ML/AI/Earth Observation
Space
- After nearly 5 years of searching, I have finally got a job in the
space industry: beginning January 9th 2023, I’ll be working for
Wyvern Space. They are building satellites to do
high-resolution hyperspectral imaging; my position is senior devops
software developer, helping to build and operate their image
processing pipeline. I couldn’t be more thrilled. 😁
Trying to get back to doing these things on a regular basis.
Hardware hacking
-
More work on an electronic weather vane, following these
instructions. Lots of figuring out what size of bearings I
should order.
-
Some soldering to make a battery holder for some ESP32 camera
modules I’ve got.
-
Weather station:
-
Try to get the tipping bucket rain meter working; there’s a loose
connection somewhere, and periodically I see that Burnaby had 5
metres of rain in the last 24 hours. I never realized just how
much you have to pay attention to loose wires.
-
Sketch out a new rain meter based on inexpensive flow meters, then
order some. We’ll see how this works.
Webby
-
Going through a number of online courses/resources:
-
Coursera UMich Web Design for Everybody course: excellent,
though aimed at people quite new to development of any sort. One
thing: I’m lucky enough to have my employer pay for this, but the
lecturer, Colleen van Lent, writes:
My motivation for creating this course content was to spread the
mission of free education to everyone. Unfortunately, many of
the platform changes has put the material behind paywells. I
highly encourage students to take the courses individually
(rather than as a specialization) to access them for free. Even
then, some of the assignments may be hidden.
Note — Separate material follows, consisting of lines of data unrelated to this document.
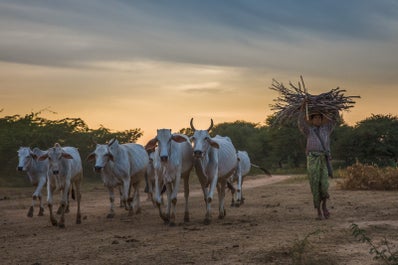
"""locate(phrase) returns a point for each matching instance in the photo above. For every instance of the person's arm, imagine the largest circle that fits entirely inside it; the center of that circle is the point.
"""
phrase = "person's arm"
(303, 123)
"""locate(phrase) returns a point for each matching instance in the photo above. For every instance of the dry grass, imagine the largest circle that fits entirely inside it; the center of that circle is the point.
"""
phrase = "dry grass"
(369, 177)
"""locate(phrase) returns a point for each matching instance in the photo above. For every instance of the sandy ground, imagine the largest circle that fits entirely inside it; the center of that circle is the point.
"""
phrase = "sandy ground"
(276, 223)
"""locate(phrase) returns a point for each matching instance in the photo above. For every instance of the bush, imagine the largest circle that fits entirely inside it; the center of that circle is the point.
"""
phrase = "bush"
(369, 177)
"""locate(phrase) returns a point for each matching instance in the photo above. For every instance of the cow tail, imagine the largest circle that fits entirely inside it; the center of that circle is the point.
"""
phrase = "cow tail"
(263, 169)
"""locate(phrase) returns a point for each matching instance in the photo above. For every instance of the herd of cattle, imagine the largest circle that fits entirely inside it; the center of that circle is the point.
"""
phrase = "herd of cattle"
(165, 160)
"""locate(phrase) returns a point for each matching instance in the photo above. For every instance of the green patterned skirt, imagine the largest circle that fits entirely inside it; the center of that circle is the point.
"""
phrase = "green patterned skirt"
(318, 177)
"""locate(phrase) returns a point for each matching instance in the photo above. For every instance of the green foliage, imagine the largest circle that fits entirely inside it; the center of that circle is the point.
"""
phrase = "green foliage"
(35, 131)
(375, 140)
(384, 252)
(278, 148)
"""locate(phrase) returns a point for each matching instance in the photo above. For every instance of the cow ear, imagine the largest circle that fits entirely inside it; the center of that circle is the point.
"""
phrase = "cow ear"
(91, 157)
(213, 144)
(151, 144)
(43, 157)
(178, 138)
(67, 156)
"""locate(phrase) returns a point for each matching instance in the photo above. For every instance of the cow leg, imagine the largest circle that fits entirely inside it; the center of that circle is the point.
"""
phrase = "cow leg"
(79, 197)
(64, 203)
(221, 196)
(121, 203)
(30, 211)
(41, 210)
(169, 190)
(232, 189)
(50, 190)
(126, 193)
(111, 213)
(136, 205)
(239, 191)
(37, 194)
(158, 198)
(186, 195)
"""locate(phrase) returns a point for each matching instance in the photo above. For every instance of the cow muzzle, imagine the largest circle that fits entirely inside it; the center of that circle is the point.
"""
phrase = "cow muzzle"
(198, 154)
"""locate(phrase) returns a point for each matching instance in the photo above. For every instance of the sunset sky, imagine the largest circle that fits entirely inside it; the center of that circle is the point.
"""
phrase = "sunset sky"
(155, 64)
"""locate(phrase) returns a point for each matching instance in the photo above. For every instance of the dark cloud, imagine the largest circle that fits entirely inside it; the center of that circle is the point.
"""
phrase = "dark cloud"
(245, 33)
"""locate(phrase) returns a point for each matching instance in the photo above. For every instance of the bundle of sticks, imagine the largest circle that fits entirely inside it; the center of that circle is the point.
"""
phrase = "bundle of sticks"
(290, 102)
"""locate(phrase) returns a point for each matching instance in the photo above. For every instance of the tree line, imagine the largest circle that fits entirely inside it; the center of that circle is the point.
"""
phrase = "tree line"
(373, 140)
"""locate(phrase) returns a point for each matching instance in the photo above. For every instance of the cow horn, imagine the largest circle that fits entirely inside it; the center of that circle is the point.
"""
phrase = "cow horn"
(211, 125)
(191, 123)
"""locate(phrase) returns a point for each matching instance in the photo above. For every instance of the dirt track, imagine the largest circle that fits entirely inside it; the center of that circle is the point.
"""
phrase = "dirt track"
(276, 215)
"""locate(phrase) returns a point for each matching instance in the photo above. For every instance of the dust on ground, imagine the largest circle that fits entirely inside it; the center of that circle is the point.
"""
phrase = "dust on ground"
(275, 225)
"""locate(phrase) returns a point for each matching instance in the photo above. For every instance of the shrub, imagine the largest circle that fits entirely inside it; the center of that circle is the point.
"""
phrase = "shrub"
(369, 177)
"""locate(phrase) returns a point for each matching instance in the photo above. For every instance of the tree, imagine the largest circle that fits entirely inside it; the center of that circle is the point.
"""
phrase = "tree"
(375, 140)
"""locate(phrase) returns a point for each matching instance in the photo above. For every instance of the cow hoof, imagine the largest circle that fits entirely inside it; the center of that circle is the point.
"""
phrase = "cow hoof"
(110, 215)
(30, 212)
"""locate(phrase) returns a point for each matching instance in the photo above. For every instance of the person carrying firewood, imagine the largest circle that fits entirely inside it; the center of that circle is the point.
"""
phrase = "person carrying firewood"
(317, 127)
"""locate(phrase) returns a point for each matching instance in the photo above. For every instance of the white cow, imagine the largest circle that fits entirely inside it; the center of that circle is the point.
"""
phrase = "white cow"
(242, 169)
(36, 171)
(121, 164)
(65, 172)
(172, 160)
(215, 161)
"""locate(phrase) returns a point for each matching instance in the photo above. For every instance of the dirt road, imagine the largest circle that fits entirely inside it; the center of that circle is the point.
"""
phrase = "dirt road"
(270, 228)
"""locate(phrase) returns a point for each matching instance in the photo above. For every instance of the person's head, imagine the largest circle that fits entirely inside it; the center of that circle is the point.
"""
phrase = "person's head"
(316, 119)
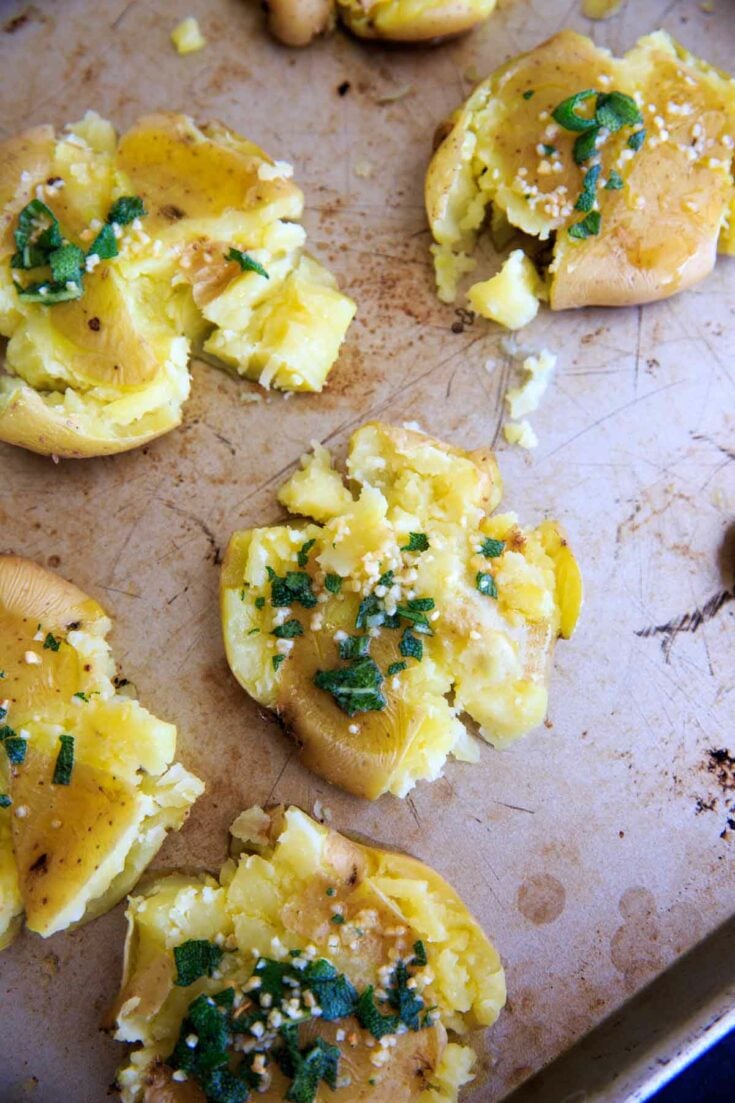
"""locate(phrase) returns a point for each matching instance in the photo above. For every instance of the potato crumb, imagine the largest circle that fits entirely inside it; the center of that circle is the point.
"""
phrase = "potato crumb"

I am hoping to
launch a new more open version in Fall 2018.
-
Shay Howe’s HTML & CSS course; also excellent
-
Javascript.info: awesome walkthrough of JavaScript
-
Trying to get the basics down, then look into React or some other
front-end framework.
-
Gotta say, I’m really fascinated by the tie-in between JavaScript
and DOM manipulation, which I had not really grokked before.
-
Project-in-progress is a refactoring (not a redesign, as I want the
look to remain about the same) of The Floating Head of Ayn
Rand, which has been more or less untouched for HOLY CRAP
twenty-one years. (State of the art at the time was
table-based layout, which I adopted enthusiastically 😬).
-
Changed the CSS for this site to have the post titles be a bit more
prominent:
.posts-list-item-title {
font-size: xx-large;
}
Data
- But also web: begin taking up work on the New West Trees page
again.
- Newest feature: adding links to the Wikipedia page for a
tree species!
- Coming soon: adding common names for species (eg: English Oak
instead of Quercus robur)…which turns out to be surprisingly
tricky.
- Tried pytaxize, which was a yakshave to get an NCBI API
token, then gave me problems re: rate limiting
- Tried pygbif; better results, but still not great for
trees. Example: Quercus palustris is resolved to just “Oak”,
but Wikipedia clearly resolves it to “Pin Oak”.
- But this gave me the idea of trying wikidata or
wikispecies; this is up next.
Web development:
- I’ve become interested in web development recently, and have begun
working on a habit-tracking project called, unoriginally, Habit.
Currently it’s a good exercise for becoming familiar with Javascript,
Jquery, Bootstrap, Flask and SQLAlchemy.
Hardware hacking:
- I ordered a bunch of AI-Thinker ESP32 camera modules from
Universal Solder (Canadian vendor of Arduino, ESP32, electronic
components, etc; I’m a happy customer & recommend them thoroughly).
Started digging into how to make it into a timelapse camera.
Random:
- I signed up for a free account with [The SDF Public Access UNIX
System][3]. I’ve got a totes-real homepage at
[http://saintaardvark.unixcab.org][4], just like the old days.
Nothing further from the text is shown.